I would say two things. First, the impacts of cable TV and the internet, which have resulted in the replacement of a genuine sense of community with an ersatz social media version based on shared loathing of the enemy; and second, the increasing identification of Christianity with the right wing of the GOP. Why would millennials flock to a religion whose members offer anger, hatred, bigotry, insurrection, and science denial instead of hope, redemption, and love for your neighbor? What reasonable person sees Rush Limbaugh and Donald Trump as modern day prophets?
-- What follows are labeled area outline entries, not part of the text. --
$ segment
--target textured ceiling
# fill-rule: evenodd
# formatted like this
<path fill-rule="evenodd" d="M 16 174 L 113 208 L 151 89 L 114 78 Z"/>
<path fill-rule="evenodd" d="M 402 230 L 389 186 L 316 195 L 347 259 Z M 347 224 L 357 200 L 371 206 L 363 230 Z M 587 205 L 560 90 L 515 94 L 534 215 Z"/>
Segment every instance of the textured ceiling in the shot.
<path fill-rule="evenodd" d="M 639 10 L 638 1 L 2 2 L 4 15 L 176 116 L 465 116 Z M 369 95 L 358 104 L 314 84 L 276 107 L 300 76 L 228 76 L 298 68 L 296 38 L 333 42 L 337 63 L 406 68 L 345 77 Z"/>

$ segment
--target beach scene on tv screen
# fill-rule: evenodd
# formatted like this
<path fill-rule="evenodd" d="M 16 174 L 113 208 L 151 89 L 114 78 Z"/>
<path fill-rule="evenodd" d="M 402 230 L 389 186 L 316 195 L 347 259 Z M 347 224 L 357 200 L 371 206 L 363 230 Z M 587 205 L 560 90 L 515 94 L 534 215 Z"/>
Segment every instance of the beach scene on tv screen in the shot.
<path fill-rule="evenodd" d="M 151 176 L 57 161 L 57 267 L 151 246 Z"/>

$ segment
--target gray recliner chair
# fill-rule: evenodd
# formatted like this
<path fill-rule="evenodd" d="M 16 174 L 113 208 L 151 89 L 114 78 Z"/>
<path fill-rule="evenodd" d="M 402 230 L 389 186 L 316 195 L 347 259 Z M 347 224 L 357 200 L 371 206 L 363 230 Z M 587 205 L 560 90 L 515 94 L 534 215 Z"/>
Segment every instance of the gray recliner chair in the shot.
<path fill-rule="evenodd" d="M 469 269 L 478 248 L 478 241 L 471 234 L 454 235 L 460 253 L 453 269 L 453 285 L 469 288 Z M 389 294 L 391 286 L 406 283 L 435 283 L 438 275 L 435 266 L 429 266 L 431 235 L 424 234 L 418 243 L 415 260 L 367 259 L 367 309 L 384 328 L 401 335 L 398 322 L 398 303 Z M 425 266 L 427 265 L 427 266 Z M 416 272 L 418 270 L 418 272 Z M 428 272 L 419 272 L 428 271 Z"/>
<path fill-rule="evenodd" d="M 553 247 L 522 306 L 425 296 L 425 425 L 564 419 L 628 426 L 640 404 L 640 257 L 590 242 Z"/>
On the Strange Death of Liberal America

It was 2000, and America was riding high. The Cold War was over, and the US had prevailed (or, at least, the Soviet Union had imploded). American economic and military might was unmatched in the world. In the opinion of some, we had reached the end of history, and liberal democracy had won.

Today’s world is, of course, very different. What happened?

Here is the list:

  1. The GOP stopped being a reasonable, decent, center-right party and became a threat to liberal democracy. The causes of this have been laid out in numerous previous blog posts, but include the end of the Fairness Doctrine, the advent of social media and Fox News, the election of a black president, and demographic and ideological changes which persuaded white Christians that they were a threatened, victimized minority who were entitled, if necessary, to destroy liberal democracy in order to maintain control of the country. Today, the GOP is a mouthpiece for reactionary cultural ideas and the dollar store economy.
  2. Due partly to failed GOP trickle-down economic policies, partly to rising Chinese economic power, partly to technological change, and partly to the unrestrained short term interests of American business, the middle class was hollowed out, which led to higher inequality and both political and economic instability.
  3. The Iraq War proved at great cost that while America was capable of defeating Communism, it was far less adept at imposing liberal democratic values on the rest of the world.
  4. China provided a compelling alternative model to liberal democracy.

So, what now? Can Biden save the country from the Orban Option, either by uniting us against the twin threats of climate change and Chinese dominance, or by reshaping our economy to bring back middle class prosperity? We’ll see.